Loud “‘N’ Unchained Black Theater Festival participants included (L-r) Shaniqua Nikko Murphy, Quanda Johnson, Theola Carter, and T.S. Banks

Virtual performances – artists using technology to bring their work to new audiences and new spaces – went from underground fringe to mainstream. Virtual court appearances save the state money and virtual visits from jail or prison actually improve the experience of people in the carceral system. Virtual political events allow candidates and campaigns to reach targeted groups of voters without breaking the bank.

And, of course, there’s the workplace. In many sectors of the “knowledge economy” workers now have a significant advantage: they’ve proven the ability to be productive wherever they are.

Old habits die hard.

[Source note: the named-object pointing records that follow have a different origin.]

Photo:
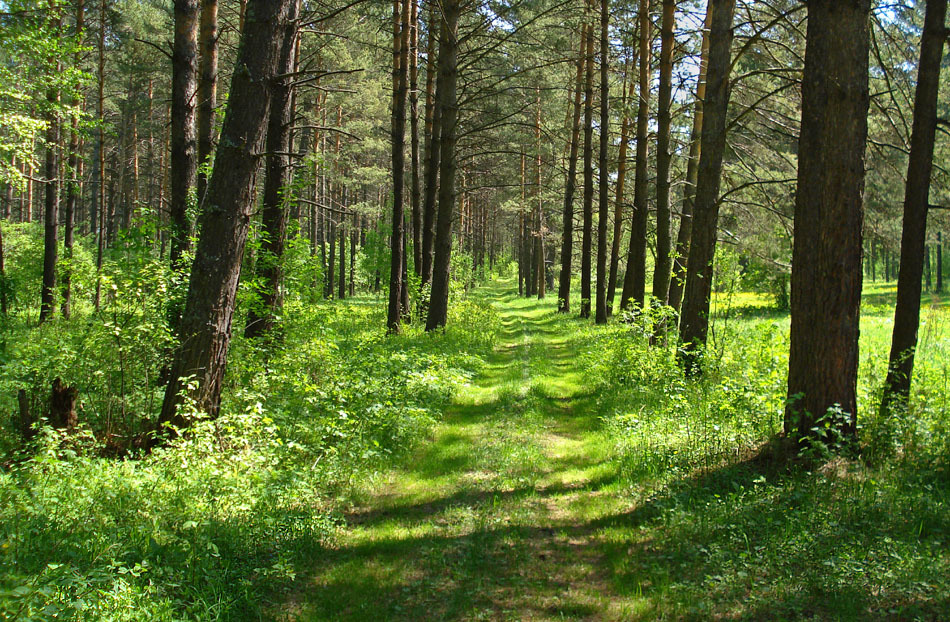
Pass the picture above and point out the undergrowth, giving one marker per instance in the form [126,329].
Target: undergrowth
[724,526]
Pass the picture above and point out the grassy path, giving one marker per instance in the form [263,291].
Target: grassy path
[497,517]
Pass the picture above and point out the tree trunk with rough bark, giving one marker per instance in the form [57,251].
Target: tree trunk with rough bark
[603,211]
[634,282]
[587,237]
[207,88]
[916,201]
[694,322]
[447,103]
[661,272]
[678,278]
[826,254]
[205,329]
[183,151]
[567,220]
[262,317]
[398,135]
[619,193]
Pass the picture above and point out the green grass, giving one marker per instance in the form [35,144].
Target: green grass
[522,465]
[537,497]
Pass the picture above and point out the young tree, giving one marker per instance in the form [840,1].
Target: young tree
[634,282]
[207,88]
[661,273]
[567,221]
[586,240]
[183,140]
[678,278]
[916,200]
[600,313]
[205,328]
[694,321]
[619,191]
[826,259]
[51,171]
[262,318]
[398,134]
[447,103]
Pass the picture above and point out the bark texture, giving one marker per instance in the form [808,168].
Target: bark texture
[207,88]
[826,255]
[916,200]
[183,137]
[587,238]
[603,208]
[634,282]
[205,329]
[262,318]
[447,104]
[567,220]
[694,322]
[678,278]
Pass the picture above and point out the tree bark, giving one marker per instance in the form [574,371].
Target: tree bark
[661,272]
[415,197]
[678,279]
[587,238]
[619,194]
[939,262]
[603,213]
[207,88]
[72,185]
[51,171]
[98,214]
[826,254]
[205,330]
[567,221]
[447,103]
[900,366]
[694,323]
[183,154]
[634,282]
[262,317]
[400,82]
[433,142]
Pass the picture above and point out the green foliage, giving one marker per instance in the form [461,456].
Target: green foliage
[209,526]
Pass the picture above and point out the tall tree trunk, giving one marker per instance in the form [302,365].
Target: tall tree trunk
[567,221]
[51,215]
[826,255]
[900,366]
[99,214]
[207,88]
[694,324]
[678,279]
[400,82]
[586,239]
[3,276]
[939,262]
[619,193]
[415,196]
[661,272]
[205,327]
[603,212]
[183,155]
[262,318]
[634,281]
[447,103]
[539,213]
[73,172]
[433,142]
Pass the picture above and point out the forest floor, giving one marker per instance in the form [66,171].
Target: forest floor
[500,516]
[529,503]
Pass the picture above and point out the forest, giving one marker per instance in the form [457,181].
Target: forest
[474,309]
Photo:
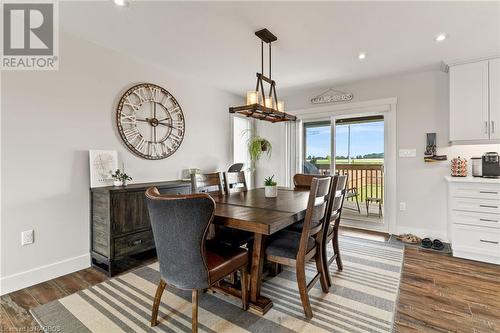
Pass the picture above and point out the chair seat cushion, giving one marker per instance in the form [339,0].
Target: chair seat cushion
[286,244]
[232,237]
[222,260]
[297,226]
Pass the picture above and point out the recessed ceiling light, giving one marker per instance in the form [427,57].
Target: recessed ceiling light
[121,3]
[441,37]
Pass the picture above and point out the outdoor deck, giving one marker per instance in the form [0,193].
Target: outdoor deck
[367,180]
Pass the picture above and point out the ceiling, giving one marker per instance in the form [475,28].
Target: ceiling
[318,42]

As we’ve approached the end of the yearlong series, we’ve heard on trend that wasn’t present early on: things are drifting back to the way they were.

Theater companies, for example, pushed hard to perform work by Black and brown playwrights; now, though, there’s a real effort to get “back to the canon.” And that funding that was easy to come by early in the pandemic? The red tape seems to be growing up around it again. 

Ever since those early days, those first few weeks when we thought it’d all be over soon, we’ve been in a hurry to “get back to normal.” But in one of our Lasting Impacts Town Hall meetings, Brown County United Way CEO Robyn Davis said something very important: “I have really been challenging folks. What do you mean by that? What does normal mean? Because if we go back to two years ago, it wasn’t that great for a lot of people in our communities. And if you’re saying we need to return to that, I’m challenging you on that.”

Perhaps that’s our biggest single takeaway from this entire project. Things changed. Entire systems fundamentally altered their core philosophies and modes of operation to accommodate a crisis and keep people afloat. And even though it doesn’t feel like a crisis anymore, some of those folks are still drowning – and it’s far too easy to go back to our old ways of ignoring them, of tossing lifelines just out of reach, of only rescuing those we deem worthy. The pandemic showed us we can do better; it’s up to us do decide whether we will.